Sin embargo, el sindicato de la Confederación General de Trabajo Estalinista (CGT) suspendió en el último momento la huelga de los camioneros que había convocado para principios del fin de semana. La burocracia de la CGT es visceralmente hostil a los “chalecos amarillos”, y el jefe de la CGT, Philippe Martínez, quien previamente dijo que estaban infiltrados por neofascistas, le dio otra entrevista a Le Monde para denunciarlos. Insistió nuevamente en que la CGT no se “uniría” con los manifestantes de los “chalecos amarillos”, y dijo que entre ellos hay “personas que no puedes frecuentar”.

Los estudiantes de secundaria continuaron bloqueando cientos de escuelas en ciudades de Francia, incluyendo París, Burdeos, Nantes, Tolosa, Tours, Montpellier, Lille, Lyon, y otras. A ellos se unieron estudiantes universitarios en los campus de Censier y Tolbiac de la Universidad de París, protestando contra el aumento de la matrícula para estudiantes extranjeros. La policía cargó violentamente contra estudiantes que protestaban en la Universidad de Lyon-III. La Unión Nacional de Estudiantes Franceses (UNEF) está convocando una protesta de un día contra el aumento de matrículas para el 13 de diciembre.
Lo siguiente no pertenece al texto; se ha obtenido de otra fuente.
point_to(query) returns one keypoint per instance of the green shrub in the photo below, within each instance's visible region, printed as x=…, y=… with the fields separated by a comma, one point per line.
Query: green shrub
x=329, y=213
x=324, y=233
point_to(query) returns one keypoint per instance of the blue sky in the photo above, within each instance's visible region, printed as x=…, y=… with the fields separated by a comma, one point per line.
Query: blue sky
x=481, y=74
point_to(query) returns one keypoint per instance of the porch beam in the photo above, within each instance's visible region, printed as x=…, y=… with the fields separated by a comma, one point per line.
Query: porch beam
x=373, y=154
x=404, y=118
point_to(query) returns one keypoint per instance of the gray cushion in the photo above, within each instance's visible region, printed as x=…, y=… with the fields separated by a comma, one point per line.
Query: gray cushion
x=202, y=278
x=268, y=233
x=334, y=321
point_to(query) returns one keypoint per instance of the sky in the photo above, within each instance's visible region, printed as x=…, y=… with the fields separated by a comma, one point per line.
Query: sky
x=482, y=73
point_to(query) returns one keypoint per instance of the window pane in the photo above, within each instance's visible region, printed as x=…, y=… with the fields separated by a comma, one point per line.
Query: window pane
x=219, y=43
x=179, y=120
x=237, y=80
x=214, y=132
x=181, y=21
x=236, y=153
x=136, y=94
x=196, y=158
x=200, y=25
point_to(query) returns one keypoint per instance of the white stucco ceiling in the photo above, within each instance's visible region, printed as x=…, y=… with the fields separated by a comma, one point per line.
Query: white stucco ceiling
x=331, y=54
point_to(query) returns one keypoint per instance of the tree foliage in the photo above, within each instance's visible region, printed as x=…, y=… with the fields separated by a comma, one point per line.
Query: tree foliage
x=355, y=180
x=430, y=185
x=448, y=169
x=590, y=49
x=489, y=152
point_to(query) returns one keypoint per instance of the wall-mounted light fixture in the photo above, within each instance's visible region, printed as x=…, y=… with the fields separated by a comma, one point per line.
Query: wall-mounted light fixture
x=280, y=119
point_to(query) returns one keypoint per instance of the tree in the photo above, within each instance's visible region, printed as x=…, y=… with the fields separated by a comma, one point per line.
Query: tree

Las protestas de los “chalecos amarillos” se están llevando a cabo en ciudades de toda Francia, frente a movilizaciones sin precedentes de las fuerzas de seguridad. Las autoridades de Marsella están preparando un gran despliegue policial contra múltiples marchas de protesta, mientras el presidente regional derechista, Renaud Muselier, lanzó ayer su “declaración de Marsella” advirtiendo de que la “República está en peligro” por “insurrección”. El prefecto de la policía tomó la medida sin precedentes de prohibir todas las protestas de los “chalecos amarillos”, ya que hubo llamadas que se extendieron en Lille para ocupar ambas estaciones de tren y bloquear toda la ciudad.

En Lyon, donde los manifestantes de los “chalecos amarillos” ocuparon ayer la sede del gobierno regional, las autoridades planean bloquear la plaza Bellecour, donde se reunirán hoy los “chalecos amarillos”. Allí, se enfrentarán a un despliegue policial sin precedentes que, según informes, incluye a miembros de escuadrones de asalto de la élite de la policía entrenados para disparar y matar a terroristas.

(Publicado originalmente en inglés el 8 de diciembre de 2018)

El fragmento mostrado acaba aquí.